LA STORIA

Morì nel Pavese, identificato soldato della Valle Aurina

Karl Oberhollenzer fu ucciso nel 1945. La verità scoperta grazie al lavoro del ricercatore piacentino Piero Ricci che ha preso il via da una tomba senza nome nel cimitero di Rosasco



BOLZANO. Ha il nome di un giovane che era partito dalle Valle Aurina, da San Giovanni, una tomba rimasta per decenni senza indicazioni nel cimitero di Rosasco, in provincia di Pavia, al confine con il Piemonte.

Si tratta di Karl Oberhollenzer, nato il 27 aprile 1922 e ucciso fra il 5 e il 6 maggio 1945, probabilmente fucilato dopo una breve detenzione nell’ospedale psichiatrico di Vercelli, a pochi chilometri dai luoghi dell’esecuzione e della sepoltura.

Il nome del soldato tumulato a Rosasco è stato ritrovato dallo storico Piero Ricci, membro del Grac - Gruppo ricerca aerei caduti di Piacenza -, che ha poi contattato i parenti altoatesini di Oberhollenzer, rintracciando tre sorelle e un fratello e il cugino Georg, dirigente di banca.

La famiglia di Karl si è già recata nel Pavese, ha visitato la tomba e vi ha portato una corona e un cero, lasciando aperta l’ipotesi di riesumare ciò che resta dello zio per seppellirlo in Valle Aurina.

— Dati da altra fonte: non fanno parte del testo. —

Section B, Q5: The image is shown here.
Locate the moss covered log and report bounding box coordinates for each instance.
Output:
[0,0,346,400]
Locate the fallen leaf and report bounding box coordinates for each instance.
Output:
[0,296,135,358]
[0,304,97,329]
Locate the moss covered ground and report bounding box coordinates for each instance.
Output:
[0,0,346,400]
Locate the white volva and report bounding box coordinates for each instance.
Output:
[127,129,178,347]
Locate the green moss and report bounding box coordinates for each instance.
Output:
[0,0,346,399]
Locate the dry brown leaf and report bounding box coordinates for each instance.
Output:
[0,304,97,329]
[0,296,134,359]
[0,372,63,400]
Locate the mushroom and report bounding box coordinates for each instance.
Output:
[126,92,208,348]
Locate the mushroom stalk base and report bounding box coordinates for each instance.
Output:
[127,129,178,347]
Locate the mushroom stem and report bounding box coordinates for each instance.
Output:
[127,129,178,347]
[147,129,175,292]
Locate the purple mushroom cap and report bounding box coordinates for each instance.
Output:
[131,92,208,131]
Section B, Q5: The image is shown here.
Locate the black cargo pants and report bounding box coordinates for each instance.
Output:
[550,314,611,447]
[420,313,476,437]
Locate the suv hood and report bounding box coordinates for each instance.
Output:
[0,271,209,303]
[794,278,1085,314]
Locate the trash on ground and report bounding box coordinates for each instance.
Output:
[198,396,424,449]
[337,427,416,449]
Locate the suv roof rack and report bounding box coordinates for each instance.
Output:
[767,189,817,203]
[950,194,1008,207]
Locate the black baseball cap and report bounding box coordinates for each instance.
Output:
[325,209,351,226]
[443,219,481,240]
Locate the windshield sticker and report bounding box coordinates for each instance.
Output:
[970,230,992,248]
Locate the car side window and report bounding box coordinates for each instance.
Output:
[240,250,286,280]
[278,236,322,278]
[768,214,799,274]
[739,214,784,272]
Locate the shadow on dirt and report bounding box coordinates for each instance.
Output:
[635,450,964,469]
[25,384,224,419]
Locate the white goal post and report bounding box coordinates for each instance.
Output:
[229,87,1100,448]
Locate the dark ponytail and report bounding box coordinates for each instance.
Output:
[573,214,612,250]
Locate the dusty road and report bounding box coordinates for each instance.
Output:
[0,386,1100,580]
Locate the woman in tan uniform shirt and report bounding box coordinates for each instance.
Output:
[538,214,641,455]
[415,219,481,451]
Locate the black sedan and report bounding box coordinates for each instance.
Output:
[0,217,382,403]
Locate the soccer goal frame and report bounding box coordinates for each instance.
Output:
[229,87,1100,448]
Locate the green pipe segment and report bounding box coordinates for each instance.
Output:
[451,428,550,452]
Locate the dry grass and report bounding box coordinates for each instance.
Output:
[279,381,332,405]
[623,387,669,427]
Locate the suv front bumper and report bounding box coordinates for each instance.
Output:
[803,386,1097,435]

Oltre a dare un nome ai resti di quel soldato e oltre a ricomporre la storia di quel giovane scomparso, Ricci ha ricostruito una vicenda che si intreccia con tante biografie e con episodi ed eventi accumulatisi nel periodo alla fine della Seconda guerra mondiale, tra la parabola della Repubblica sociale italiana (Rsi) e la Liberazione, l’avanzata degli alleati e la ritirata dell’esercito tedesco. E nelle forze armate tedesche, nella Wehrmacht, aveva combattuto Karl Oberhollenzer. Dopo gli studi al collegio Vinzentinum a Bressanone, aveva superato l’esame di maturità nel 1940 a Berlino e nel settembre dello stesso anno era stato aggregato alla Divisione alpina a Innsbruck. Nelle file della 5. Gebirgs-Division, come Ricci spiega nella sua ricerca storica, Oberhollenzer era stato impegnato in Grecia e poi a Leningrado, prima del trasferimento nel nord Italia, dove, mentre il conflitto lasciava spazio alle feste della liberazione, aveva conosciuto Barbara Forlani, appartenente ai Servizi Ausiliari Femminili, un corpo della Rsi. Ne era probabilmente nata una relazione e con gli altri soldati tedeschi in ritirata, Karl e Barbara arrivarono nel Vercellese e da qui la ricostruzione perde le tracce di verbali di forze dell’ordine e altri documenti dell’epoca ed entra nel territorio delle ipotesi.

"Forse – dice Ricci – i due volevano raggiungere la casa di lei, a Castelfranco Emilia, nel Modenese”. Vennero invece fermati e arrestati da partigiani. Con Karl e Barbara, c’era Bruna Callaini, capo gruppo ausiliarie. Finirono tutti all’ospedale psichiatrico a Vercelli e poi, in una vorticosa accelerazione di fatti, ordini, decisioni e tragedie, furono fucilati.